Bishop Hayes said, “I am looking forward to attending COP26 on behalf of parishioners who are concerned about the environment. It will provide an opportunity, in a public way, to renew our care for God’s creation which is an integral part of our Christian vocation. Thankfully the challenge of climate change is now a global priority and I believe that COP26 will be critical for world leaders who will be making decisions for the future of humanity and for all of creation.”
“As people of faith we are called to be custodians of God’s creation, ‘this is essential to a life of virtue; it is not an optional or a secondary aspect of our Christian experience’ (Laudato Si, 217). We are also called to lift up the voices of the most vulnerable in our world – the poor – who are on the frontline of the effects of climate change.

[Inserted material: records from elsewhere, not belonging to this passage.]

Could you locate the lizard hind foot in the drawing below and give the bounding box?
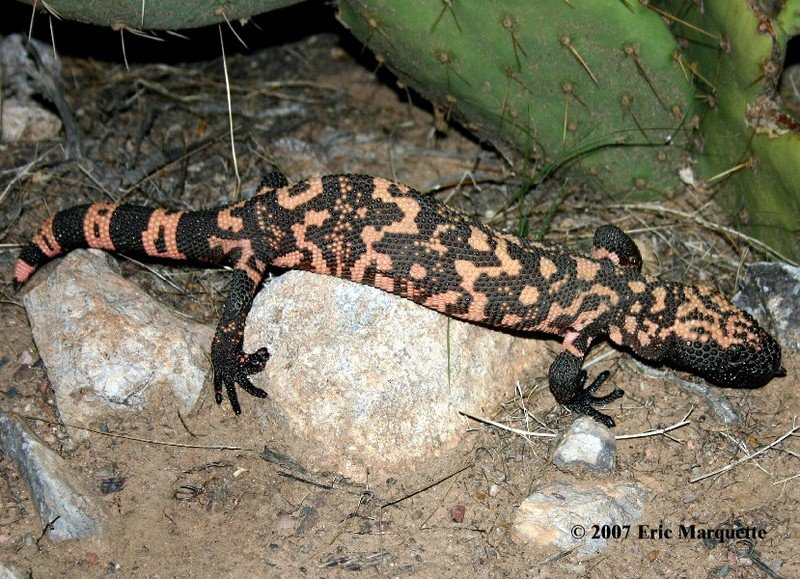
[592,224,642,271]
[213,348,271,415]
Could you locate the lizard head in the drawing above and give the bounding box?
[662,284,784,388]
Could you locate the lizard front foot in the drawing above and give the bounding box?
[564,370,624,428]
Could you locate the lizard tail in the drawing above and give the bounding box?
[14,203,195,289]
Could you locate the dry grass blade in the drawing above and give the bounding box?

The Gospel calls us to stand with the oppressed, always. It is for this reason that I will join with other Church and religious leaders from around the world at the UN Climate Conference. This is the most pressing issue of our time and the outcome of COP26 will have repercussions for generations to come.“People of faith will gather in Glasgow to pray for our common home, for political leaders, for those who are suffering the disastrous consequences of the climate crisis. We will also unite in solidarity with those who cannot be present, the voices from the developing world who are suffering the most from the effects of climate change.”
Bishop Hayes continued, “Pope Francis has urged us to create the momentum that is needed at this critical time. A few weeks back the Holy Father joined scientists and 40 religious leaders to promote climate awareness among decision-makers in their countries, with the faithful in their communities, and to ‘plead with the international community, gathered at COP26, to take speedy, responsible and shared action to safeguard, restore and heal our wounded humanity and the home entrusted to our stewardship.’ I hope that the decisions agreed next week in Glasgow will help realise this worthy ambition.
“At COP26 I intend to advocate for policies relating to climate justice, to attend civil society events, interfaith gatherings and prayer vigils which will take place around this conference. At Mass I will pray to preserve God’s creation and for this and for future generations.”
Bishop Martin Hayes is Bishop of Kilmore, the coordinating bishop for Laudato Si’, and a member of the Council for Justice & Peace of the Bishops’ Conference. Bishop Hayes speaks about COP26 in a brief video interview available above.